In a move intended to give Americans greater control over their medical information, the Trump administration announced broad new rules on Monday that will allow people for the first time to use apps of their choice to retrieve data like their blood test results directly from their health providers.

The Department of Health and Human Services said the new system was intended to make it as easy for people to manage their health care on smartphones as it is for them to use apps to manage their finances.

Enabling people to access their medical records via mobile apps represents a major milestone for patient rights, even as it may heighten risks to patient privacy.

Prominent organizations like the American Medical Association have warned that, without accompanying federal safeguards in place, the new rules could expose people who share their diagnoses and other intimate medical details with consumer apps to serious data abuses.

Although Americans have had the legal right to obtain a copy of their personal health information for two decades, many people face obstacles in getting that data from providers.

Some physicians still require patients to pick up computer disks — or even photocopies — of their records in person.
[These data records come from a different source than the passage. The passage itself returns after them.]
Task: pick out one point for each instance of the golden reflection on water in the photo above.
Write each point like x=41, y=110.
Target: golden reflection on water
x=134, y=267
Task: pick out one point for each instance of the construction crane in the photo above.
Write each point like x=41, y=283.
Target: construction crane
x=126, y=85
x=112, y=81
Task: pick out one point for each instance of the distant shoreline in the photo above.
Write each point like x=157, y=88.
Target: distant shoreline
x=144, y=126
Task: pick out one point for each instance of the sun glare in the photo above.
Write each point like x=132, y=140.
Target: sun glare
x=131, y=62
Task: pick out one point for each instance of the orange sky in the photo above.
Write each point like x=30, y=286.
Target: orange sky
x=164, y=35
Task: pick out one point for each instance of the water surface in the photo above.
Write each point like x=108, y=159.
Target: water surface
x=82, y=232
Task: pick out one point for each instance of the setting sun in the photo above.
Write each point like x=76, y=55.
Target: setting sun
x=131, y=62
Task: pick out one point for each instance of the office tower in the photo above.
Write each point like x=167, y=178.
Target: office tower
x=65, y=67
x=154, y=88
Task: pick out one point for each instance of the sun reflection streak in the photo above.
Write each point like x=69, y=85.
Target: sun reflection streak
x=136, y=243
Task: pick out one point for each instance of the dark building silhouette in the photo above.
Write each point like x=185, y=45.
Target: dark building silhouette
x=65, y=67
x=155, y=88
Some medical centers use online portals that offer access to basic health data, like immunizations, but often do not include information like doctors’ consultation notes that might help patients better understand their conditions and track their progress.

The new rules are intended to shift that power imbalance toward the patient.
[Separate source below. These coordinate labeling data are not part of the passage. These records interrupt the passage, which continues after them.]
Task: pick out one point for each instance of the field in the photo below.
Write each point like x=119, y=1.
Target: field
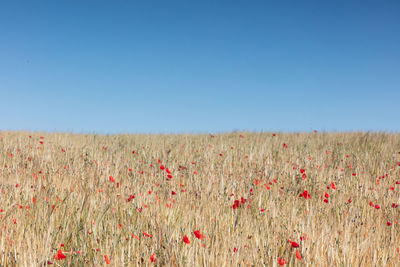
x=234, y=199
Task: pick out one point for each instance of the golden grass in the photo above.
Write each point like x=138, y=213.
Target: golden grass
x=50, y=197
They will require health providers to send a core set of medical data directly to third-party apps, like Apple’s Health Records, after a patient has authorized the information exchange. In addition to lab test results and vital signs, the data will include clinical notes about a patient’s surgeries, hospital stays, imaging tests and pathology results.

Dr. Don Rucker, the federal health department’s national coordinator for health information technology said allowing people to access their medical data through consumer apps would give them more detailed insights into their health and greater choices over their health care. He compared it to ride-hailing apps like Uber and Lyft that let consumers make pricing choices in advance, gauge the arrival times of their drivers and follow maps of the routes they’re traveling.

“We as patients have not gotten really anywhere near the benefits from modern computing that we could or should get,” Dr. Rucker said. “The ability of smartphones to take the care with you, to be continuous, to be engaging, is going to allow totally different ways of thinking about chronic illness.”

Health regulators are opening patient access to their medical records against a backdrop of a virtual gold rush for Americans’ health data by hundreds of players, including tech giants, analytics start-ups and pharmaceutical companies. So many entities have access to Americans’ medical records — including identifiable medical data and pseudonymous files that track people by I.D. codes — that it can seem easier for third parties to acquire patient data than patients themselves.

Dozens of professional medical organizations and health industry groups have pushed back against the rules, warning that people who share sensitive medical record details — such as data on depression, cancer or sexual health — with apps could face major privacy invasions.

That is because federal privacy protections, which limit how health providers and insurers may use and share medical records, no longer apply once patients transfer their data to consumer apps.

“App frequently do not provide patients with clear terms of how that data will be used — licensing patients’ data for marketing purposes, leasing or lending aggregated personal information to third parties, or outright selling it,” Dr. James L. Madara, the chief executive of the American Medical Association, wrote in public comments to health regulators last year. “These practices jeopardize patient privacy, commoditize an individual’s most sensitive information, and threaten patient willingness to utilize technology to manage their health.”

Dr. Rucker, the health department’s technology coordinator, said that when patients initiate the data-sharing process with apps, their providers will inform them about the data transfer and be able to communicate privacy risks.